The role of CBF changes was more difficult to assess. As reported previously,10 there was little or no evidence of cerebral ischemia (elevated AVDO2). Cerebral hyperemia, on the other hand, was found in 65 to 81% of the patients at some time during the course of their illness. AVDO2s were below the lower limit of normal, indicating an uncoupling of CBF and metabolism (luxury perfusion).
Hyperemia per se was, however, a poor predictor of outcome. This lack of relationship can probably be explained by the confounding effects of treatment. ICP therapies, which were frequently administered, are known to reduce CBF,10, 21, 31, 33, 34 thereby limiting the adverse effects of hyperemia. Of particular note is the occurrence of severe (absolute) hyperemia just preceding brain death in 5 of the 6 patients studied (the sixth patient had a relative hyperemia). In 5 of these cases with CT scans, the hyperemia was associated with brain swelling.
When the temporal relationship of hyperemia to intracranial hypertension was examined, a definite trend was observed. CBFs at the time of maximum ICP elevation were in the hyperemic range, in contrast to the lower values recorded in patients whose ICP remained normal. The relationship was stronger for hyperemia defined by AVDO2 (CBF relative to metabolism).
Liver Transplantation, ICP, and Outcome
The 8 patients who underwent OLTx survived.
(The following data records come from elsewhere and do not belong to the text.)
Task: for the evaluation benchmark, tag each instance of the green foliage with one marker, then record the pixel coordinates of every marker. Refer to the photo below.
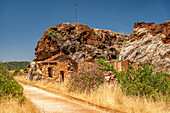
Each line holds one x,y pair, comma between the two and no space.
9,88
17,70
15,65
88,77
25,70
55,34
106,65
124,41
145,82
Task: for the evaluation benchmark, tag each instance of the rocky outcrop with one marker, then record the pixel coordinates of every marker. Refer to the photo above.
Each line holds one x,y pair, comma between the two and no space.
79,42
149,43
141,29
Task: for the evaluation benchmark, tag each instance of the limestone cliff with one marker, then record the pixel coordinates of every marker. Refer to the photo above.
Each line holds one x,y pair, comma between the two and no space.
79,42
149,43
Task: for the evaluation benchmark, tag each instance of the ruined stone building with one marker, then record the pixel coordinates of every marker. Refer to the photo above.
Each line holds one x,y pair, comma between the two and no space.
56,68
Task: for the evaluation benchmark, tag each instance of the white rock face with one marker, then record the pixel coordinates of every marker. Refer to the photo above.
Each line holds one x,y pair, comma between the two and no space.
149,49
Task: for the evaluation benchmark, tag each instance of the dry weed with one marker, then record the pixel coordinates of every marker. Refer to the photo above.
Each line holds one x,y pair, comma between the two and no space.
109,96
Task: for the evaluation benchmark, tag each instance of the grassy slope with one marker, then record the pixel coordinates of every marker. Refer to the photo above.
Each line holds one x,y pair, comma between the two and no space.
112,99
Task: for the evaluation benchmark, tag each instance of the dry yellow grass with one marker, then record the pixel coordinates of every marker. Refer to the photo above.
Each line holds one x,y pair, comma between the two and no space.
11,106
109,97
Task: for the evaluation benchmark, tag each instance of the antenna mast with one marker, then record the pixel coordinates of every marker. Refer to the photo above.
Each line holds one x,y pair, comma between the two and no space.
76,13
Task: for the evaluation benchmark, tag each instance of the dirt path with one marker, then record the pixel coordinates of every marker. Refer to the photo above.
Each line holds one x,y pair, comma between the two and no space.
50,103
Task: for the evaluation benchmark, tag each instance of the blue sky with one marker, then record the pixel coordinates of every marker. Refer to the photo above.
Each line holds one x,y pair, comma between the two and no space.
23,22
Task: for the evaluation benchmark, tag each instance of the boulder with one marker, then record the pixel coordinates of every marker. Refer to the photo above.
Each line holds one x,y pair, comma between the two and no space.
150,44
79,42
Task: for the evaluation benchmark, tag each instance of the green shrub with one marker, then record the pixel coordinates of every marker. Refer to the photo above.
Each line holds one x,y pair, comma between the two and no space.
25,70
88,77
52,32
17,70
145,82
106,66
9,88
55,34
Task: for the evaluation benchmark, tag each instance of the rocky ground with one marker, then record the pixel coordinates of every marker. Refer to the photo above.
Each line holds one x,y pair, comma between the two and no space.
79,42
149,43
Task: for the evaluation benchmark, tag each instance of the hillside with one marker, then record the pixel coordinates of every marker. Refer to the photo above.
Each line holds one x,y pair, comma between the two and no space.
149,43
15,65
79,42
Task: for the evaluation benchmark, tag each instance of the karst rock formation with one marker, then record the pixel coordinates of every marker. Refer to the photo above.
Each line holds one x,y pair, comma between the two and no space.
79,42
149,43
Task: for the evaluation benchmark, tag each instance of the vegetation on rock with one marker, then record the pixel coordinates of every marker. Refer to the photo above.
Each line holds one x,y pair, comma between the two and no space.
145,82
15,65
9,88
88,77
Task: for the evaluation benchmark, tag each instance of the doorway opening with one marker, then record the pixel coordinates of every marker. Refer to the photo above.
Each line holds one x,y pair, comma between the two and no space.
50,72
62,76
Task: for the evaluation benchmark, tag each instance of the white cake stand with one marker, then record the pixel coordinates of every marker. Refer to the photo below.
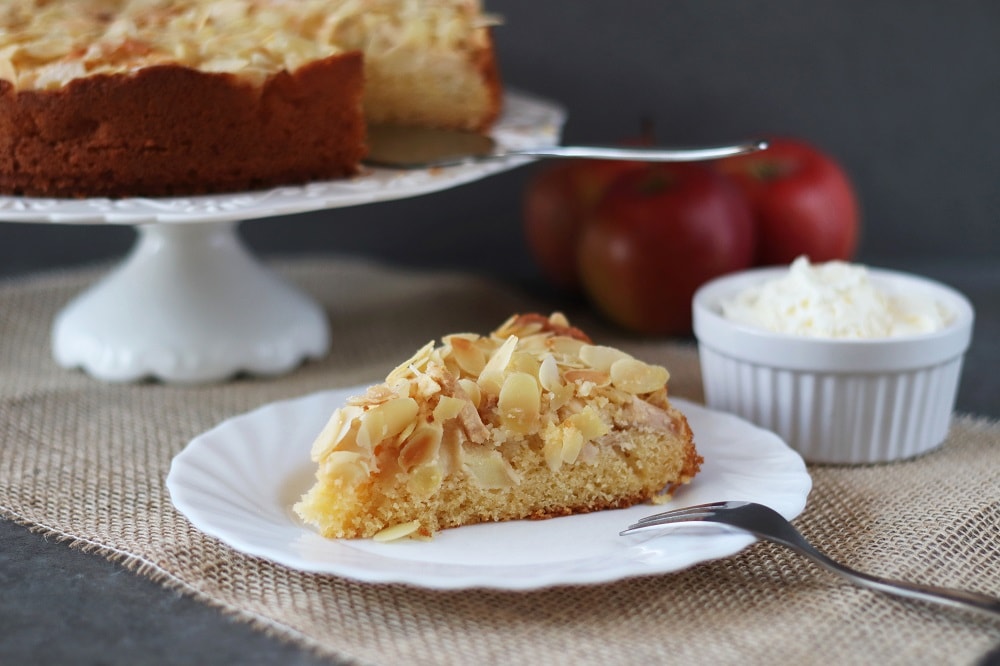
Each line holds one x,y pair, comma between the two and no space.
190,304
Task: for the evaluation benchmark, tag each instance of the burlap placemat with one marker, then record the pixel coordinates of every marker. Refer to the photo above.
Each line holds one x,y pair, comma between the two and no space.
86,461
Six of these survivors had an elevated ICP (phases 3 and 4), which is in sharp contrast to those who received medical treatment only. All 7 of the latter patients who developed intracranial hypertension died. This suggests that liver transplantation can reverse the course of ICP elevation and associated brain swelling.
In accordance with the previous literature, the present study provides evidence that intracranial hypertension and associated brain swelling are primary factors in the death of FHF patients. A sequence of events was proposed in which cerebral hemodynamic and metabolic alterations contribute to the rise in ICP, similar to that observed in acute brain trauma.31, 35 Because of its limitations, however, the present study could not provide definitive evidence on the role of hemodynamic factors. Nevertheless, the findings are consistent with such a hypothesis, and indicate a need for further, more systematic investigation.
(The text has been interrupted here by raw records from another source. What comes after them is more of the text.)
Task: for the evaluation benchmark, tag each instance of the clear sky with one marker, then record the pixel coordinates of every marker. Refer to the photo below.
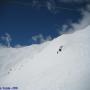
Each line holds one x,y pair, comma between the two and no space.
23,19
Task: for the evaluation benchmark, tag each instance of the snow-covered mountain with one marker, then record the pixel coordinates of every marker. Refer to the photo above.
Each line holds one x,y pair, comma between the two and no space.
40,67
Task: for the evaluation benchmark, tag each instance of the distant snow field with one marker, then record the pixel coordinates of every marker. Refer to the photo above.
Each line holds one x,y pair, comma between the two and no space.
40,67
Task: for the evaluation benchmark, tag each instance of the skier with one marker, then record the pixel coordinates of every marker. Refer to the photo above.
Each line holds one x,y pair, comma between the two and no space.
60,49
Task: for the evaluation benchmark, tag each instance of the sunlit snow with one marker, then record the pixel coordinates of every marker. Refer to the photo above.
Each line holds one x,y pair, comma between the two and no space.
39,67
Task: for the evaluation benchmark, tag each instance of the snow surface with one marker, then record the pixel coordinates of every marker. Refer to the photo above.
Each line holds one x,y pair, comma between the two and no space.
39,67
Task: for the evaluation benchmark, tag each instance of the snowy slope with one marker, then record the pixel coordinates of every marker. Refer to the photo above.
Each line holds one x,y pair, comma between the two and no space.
47,70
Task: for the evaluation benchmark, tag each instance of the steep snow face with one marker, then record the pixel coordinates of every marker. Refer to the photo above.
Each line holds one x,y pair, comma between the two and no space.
47,70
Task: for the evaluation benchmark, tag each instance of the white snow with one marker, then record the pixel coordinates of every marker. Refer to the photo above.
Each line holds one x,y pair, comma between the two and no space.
39,67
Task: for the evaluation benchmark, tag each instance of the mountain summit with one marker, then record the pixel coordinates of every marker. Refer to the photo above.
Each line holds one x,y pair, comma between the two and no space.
40,67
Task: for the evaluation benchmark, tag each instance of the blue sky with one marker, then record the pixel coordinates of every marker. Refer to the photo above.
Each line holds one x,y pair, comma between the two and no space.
22,19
A fundamental question is whether cerebral hyperemia, found in 80% of the patients, precedes and contributes to the rise in ICP. As shown in Table 2, patients with hyperemia can have either a normal ICP (phase 2), or an elevated ICP (phase 3). Assuming a transition from phase 2 to 3, what is the mechanism responsible for this change? Clearly, there has been a compromise in brain compliance; i.e., an increase in brain stiffness.36 Aside from an elevated cerebral blood volume, hyperemia may enhance the development of vasogenic edema,21, 37 which would then increase ICP. Recent evidence38 suggests that inflammation (cytokines) may contribute to intracranial hypertension in FHF by inducing cerebral hyperemia.
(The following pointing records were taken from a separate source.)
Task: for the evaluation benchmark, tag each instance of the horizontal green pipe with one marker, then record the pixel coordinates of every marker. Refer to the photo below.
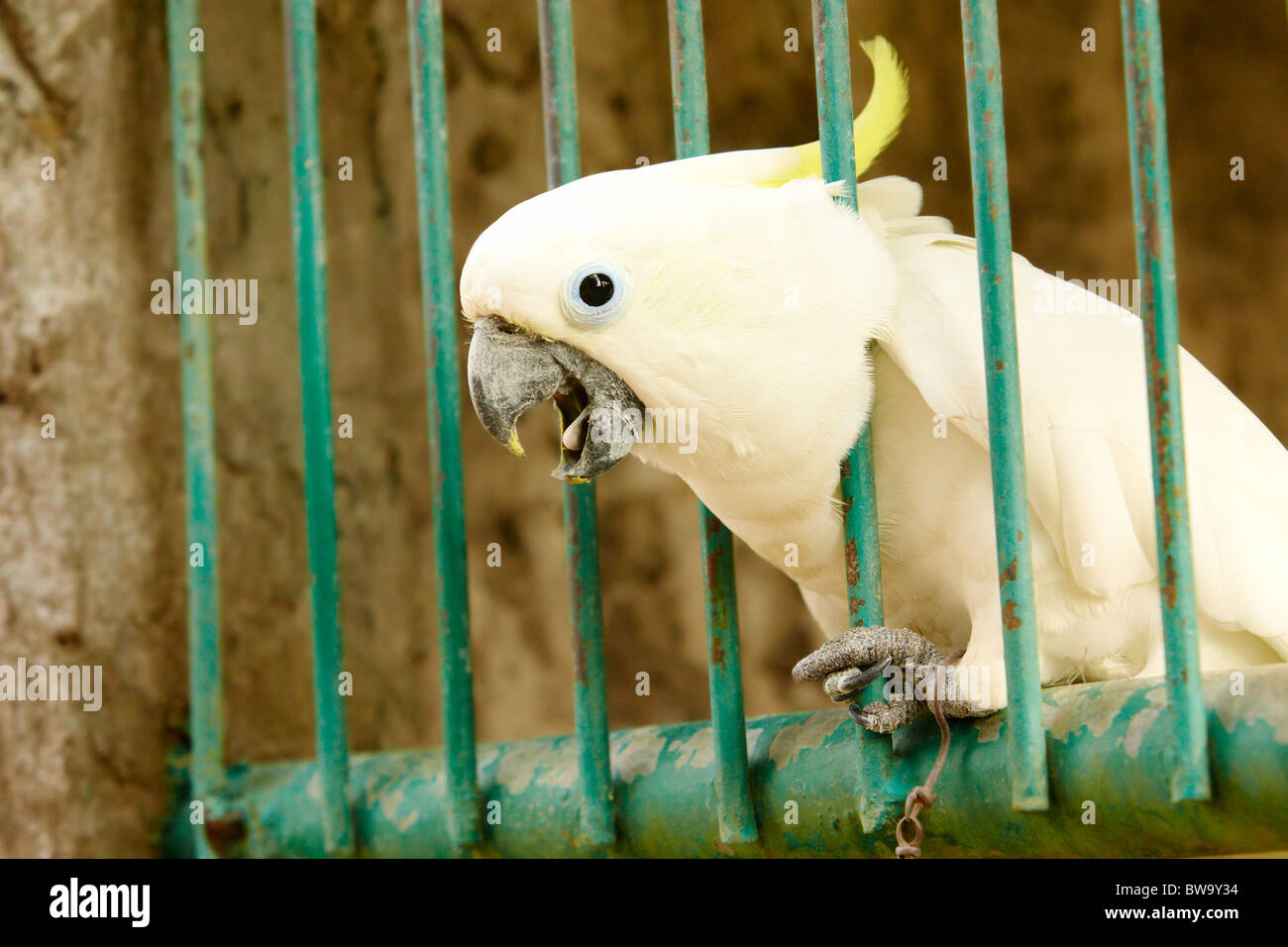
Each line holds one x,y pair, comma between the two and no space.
1111,795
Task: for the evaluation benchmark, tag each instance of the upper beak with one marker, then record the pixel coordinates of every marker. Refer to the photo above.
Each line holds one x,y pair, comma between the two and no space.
511,369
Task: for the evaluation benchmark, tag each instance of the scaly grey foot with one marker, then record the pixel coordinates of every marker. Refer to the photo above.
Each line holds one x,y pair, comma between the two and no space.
914,667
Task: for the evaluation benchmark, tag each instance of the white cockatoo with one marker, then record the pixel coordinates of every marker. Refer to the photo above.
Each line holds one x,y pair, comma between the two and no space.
732,289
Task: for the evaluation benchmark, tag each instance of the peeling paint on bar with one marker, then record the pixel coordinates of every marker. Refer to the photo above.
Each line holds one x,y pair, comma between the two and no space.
1029,781
858,484
205,681
439,316
1151,206
720,591
581,519
668,805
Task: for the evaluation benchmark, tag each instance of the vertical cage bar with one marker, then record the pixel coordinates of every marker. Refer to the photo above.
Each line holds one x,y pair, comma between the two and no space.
206,720
737,817
836,144
309,244
832,81
439,307
1151,204
581,519
1029,783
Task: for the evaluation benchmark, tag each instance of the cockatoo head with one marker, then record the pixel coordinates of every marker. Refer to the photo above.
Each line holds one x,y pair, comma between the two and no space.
730,286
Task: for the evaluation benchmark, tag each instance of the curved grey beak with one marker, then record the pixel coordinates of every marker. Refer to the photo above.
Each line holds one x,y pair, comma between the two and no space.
510,369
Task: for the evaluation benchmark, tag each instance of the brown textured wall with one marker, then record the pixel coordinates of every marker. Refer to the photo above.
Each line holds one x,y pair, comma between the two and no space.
91,545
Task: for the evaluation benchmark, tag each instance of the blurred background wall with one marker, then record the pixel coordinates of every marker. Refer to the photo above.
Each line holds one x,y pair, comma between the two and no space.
91,545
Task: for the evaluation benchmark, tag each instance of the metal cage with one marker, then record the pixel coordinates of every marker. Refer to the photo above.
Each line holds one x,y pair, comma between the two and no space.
1179,766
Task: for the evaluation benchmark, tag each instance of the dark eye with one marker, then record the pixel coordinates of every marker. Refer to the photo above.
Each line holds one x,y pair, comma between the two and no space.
595,290
595,294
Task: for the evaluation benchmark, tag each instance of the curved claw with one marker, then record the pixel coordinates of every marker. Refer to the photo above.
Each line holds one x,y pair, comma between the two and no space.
844,684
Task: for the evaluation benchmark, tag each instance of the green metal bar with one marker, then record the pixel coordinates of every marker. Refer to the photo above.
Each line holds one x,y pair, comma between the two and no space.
1108,746
1029,783
309,239
581,521
439,308
836,142
720,594
1151,204
206,714
858,484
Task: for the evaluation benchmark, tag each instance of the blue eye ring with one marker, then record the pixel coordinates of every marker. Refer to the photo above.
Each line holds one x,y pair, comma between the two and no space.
596,294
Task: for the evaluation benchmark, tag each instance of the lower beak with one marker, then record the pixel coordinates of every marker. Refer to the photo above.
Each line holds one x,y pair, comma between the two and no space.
510,369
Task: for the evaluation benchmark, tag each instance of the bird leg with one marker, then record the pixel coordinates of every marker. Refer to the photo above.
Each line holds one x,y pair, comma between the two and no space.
914,671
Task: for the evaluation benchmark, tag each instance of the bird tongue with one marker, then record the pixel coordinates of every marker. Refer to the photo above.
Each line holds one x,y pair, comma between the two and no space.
575,432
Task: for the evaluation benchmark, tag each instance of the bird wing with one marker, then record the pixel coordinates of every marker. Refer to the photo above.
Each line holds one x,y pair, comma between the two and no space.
1086,429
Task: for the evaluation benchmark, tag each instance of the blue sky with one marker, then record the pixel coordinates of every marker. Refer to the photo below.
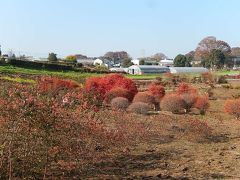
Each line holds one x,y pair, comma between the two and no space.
93,27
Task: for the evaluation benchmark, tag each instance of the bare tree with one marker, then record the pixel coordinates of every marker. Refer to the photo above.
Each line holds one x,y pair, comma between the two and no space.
209,43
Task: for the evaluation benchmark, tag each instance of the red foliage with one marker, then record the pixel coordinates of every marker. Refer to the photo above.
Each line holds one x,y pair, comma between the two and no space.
173,103
202,103
117,92
233,107
207,77
102,85
139,108
184,88
53,84
189,99
157,90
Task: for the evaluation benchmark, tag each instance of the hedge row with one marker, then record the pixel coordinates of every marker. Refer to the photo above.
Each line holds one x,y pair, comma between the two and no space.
53,66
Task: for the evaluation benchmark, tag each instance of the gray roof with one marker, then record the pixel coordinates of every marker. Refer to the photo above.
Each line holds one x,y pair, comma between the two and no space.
150,68
85,61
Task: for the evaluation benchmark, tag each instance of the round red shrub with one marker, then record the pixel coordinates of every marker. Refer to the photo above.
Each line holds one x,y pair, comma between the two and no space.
117,92
189,99
102,85
184,88
158,91
173,103
232,107
120,103
202,103
139,108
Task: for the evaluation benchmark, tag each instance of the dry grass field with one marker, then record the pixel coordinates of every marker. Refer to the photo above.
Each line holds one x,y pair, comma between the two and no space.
174,146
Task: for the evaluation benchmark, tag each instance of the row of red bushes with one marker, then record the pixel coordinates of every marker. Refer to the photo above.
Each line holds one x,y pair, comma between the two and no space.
113,86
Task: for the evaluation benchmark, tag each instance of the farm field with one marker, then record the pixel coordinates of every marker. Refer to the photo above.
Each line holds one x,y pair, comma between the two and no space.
81,77
114,144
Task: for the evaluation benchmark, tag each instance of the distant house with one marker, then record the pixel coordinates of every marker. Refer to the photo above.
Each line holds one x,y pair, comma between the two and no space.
166,63
104,62
120,70
147,69
236,61
135,61
146,61
178,70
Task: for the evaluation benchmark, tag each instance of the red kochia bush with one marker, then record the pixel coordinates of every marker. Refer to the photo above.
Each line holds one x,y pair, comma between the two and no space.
233,107
117,92
173,103
102,85
120,103
184,88
158,91
202,103
53,84
189,99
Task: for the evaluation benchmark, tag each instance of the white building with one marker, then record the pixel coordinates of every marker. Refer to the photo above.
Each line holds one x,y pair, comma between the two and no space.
118,69
166,63
101,62
135,61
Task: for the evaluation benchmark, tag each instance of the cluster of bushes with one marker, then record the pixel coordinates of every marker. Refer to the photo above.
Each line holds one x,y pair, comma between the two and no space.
185,98
232,106
55,129
121,93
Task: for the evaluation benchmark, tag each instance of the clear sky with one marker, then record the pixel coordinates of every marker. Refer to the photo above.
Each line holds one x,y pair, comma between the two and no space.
92,27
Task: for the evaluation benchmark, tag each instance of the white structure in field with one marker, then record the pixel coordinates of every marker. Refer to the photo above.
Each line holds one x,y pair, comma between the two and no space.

A further question arises concerning the assumed transition between phases 3 and 4 (Table 2). Whereas both phases have an elevated ICP, the values for CBF are quite different: hyperemia in phase 3, and reduced flow in phase 4. As shown in the table, perfusion pressure drops to 46 mm Hg in phase 4. Given the likelihood of impaired cerebrovascular autoregulation,13, 39, 40 this could account for the reduction in CBF.
The above speculations on pathophysiology support the need for extended research aimed at elucidating the mechanisms responsible for decompensation of FHF patients. Although the present study does not provide specific insight into mechanisms, the results argue for a prospective investigation involving regularly timed observations of physiologic variables.